Opinion
May 26, 1992
Appeal from the Supreme Court, Nassau County (Burke, J.).
Ordered that the judgment is reversed, on the facts and as an exercise of discretion, with costs, and a new trial is granted with respect to the issue of damages only, unless within 20 days after service upon the defendants of a copy of this decision and order, with notice of entry, the defendants shall serve and file with the office of the clerk of the Supreme Court, Nassau County, a written stipulation consenting to increase the verdict as to the damages in the plaintiff's favor from $20,000 to $100,000 and to the entry of an amended judgment accordingly; in event the defendants so stipulate, then the judgment, as so increased and amended, is affirmed, without costs or disbursements.

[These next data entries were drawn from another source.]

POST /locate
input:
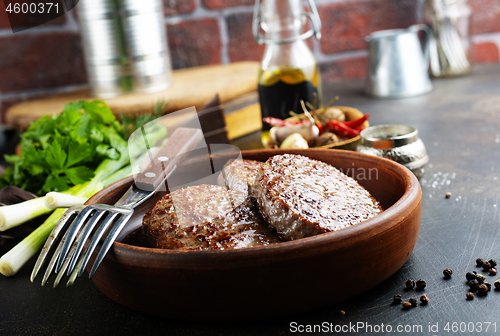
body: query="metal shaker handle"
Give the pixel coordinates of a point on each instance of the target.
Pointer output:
(421, 27)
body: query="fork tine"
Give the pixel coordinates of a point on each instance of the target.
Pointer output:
(96, 238)
(56, 231)
(66, 262)
(72, 231)
(113, 233)
(87, 230)
(52, 262)
(78, 266)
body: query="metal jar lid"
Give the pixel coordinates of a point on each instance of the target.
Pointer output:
(399, 143)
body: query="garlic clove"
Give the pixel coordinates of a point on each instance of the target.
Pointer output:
(295, 140)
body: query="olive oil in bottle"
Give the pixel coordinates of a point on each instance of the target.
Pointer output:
(281, 91)
(288, 71)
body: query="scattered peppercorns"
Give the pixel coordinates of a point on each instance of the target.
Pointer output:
(480, 278)
(407, 305)
(447, 273)
(470, 276)
(409, 284)
(482, 289)
(473, 284)
(420, 284)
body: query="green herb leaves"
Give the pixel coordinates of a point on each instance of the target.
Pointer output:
(61, 151)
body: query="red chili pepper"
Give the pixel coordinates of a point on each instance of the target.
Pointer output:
(342, 129)
(358, 122)
(283, 123)
(319, 125)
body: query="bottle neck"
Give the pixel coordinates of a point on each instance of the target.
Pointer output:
(282, 19)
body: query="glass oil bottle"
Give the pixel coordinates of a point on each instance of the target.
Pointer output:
(288, 71)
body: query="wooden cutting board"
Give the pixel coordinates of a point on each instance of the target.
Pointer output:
(190, 87)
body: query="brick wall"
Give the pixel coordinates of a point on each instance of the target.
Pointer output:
(48, 59)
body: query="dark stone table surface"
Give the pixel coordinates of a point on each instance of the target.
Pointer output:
(459, 122)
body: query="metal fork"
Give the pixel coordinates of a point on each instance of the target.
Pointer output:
(68, 256)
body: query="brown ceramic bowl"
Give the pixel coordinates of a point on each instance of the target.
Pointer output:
(273, 280)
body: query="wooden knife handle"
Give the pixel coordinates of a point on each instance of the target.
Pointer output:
(178, 146)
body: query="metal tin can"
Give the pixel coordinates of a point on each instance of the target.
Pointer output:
(125, 46)
(399, 143)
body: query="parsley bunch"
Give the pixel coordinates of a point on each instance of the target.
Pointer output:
(58, 152)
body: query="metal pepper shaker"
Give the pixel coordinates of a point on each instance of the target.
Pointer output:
(450, 49)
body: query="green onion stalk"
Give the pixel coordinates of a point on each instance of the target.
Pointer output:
(108, 172)
(17, 214)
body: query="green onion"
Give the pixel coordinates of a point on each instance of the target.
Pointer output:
(12, 261)
(16, 214)
(54, 200)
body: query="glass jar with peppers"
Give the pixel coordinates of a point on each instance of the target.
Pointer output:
(328, 127)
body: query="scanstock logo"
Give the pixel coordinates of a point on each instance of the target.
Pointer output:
(26, 14)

On May 31, 1985, the plaintiff was involved in an automobile accident caused by the defendants' negligence, as the result of which he struck his head on the steering wheel of his vehicle. Among other injuries, the plaintiff subsequently developed a "dark spot" or scotoma in the center of the field of vision of his left eye. As part of the special verdict, the jury concluded that the injury to the plaintiff's eye was proximately caused by the automobile accident, and awarded the plaintiff $20,000 for past pain and suffering. The jury awarded the plaintiff nothing for future damages despite the fact that both the plaintiff's and defendants' experts testified that the condition of the plaintiff's eye was permanent.
Under the circumstances, we find that the verdict "deviates materially from what would be reasonable compensation" (CPLR 5501 [c]). The plaintiff experiences headaches whenever he engages in activities such as reading or watching television for more than a brief period of time, and was required to discontinue his involvement in karate, his primary recreational activity, as a result of the injury. Therefore, a new trial on the issue of damages should be had unless the defendants are willing to stipulate to increase the verdict from $20,000 to $100,000.
We have examined the plaintiff's remaining contention and find it to be without merit. Mangano, P.J., Sullivan, Harwood and Pizzuto, JJ., concur.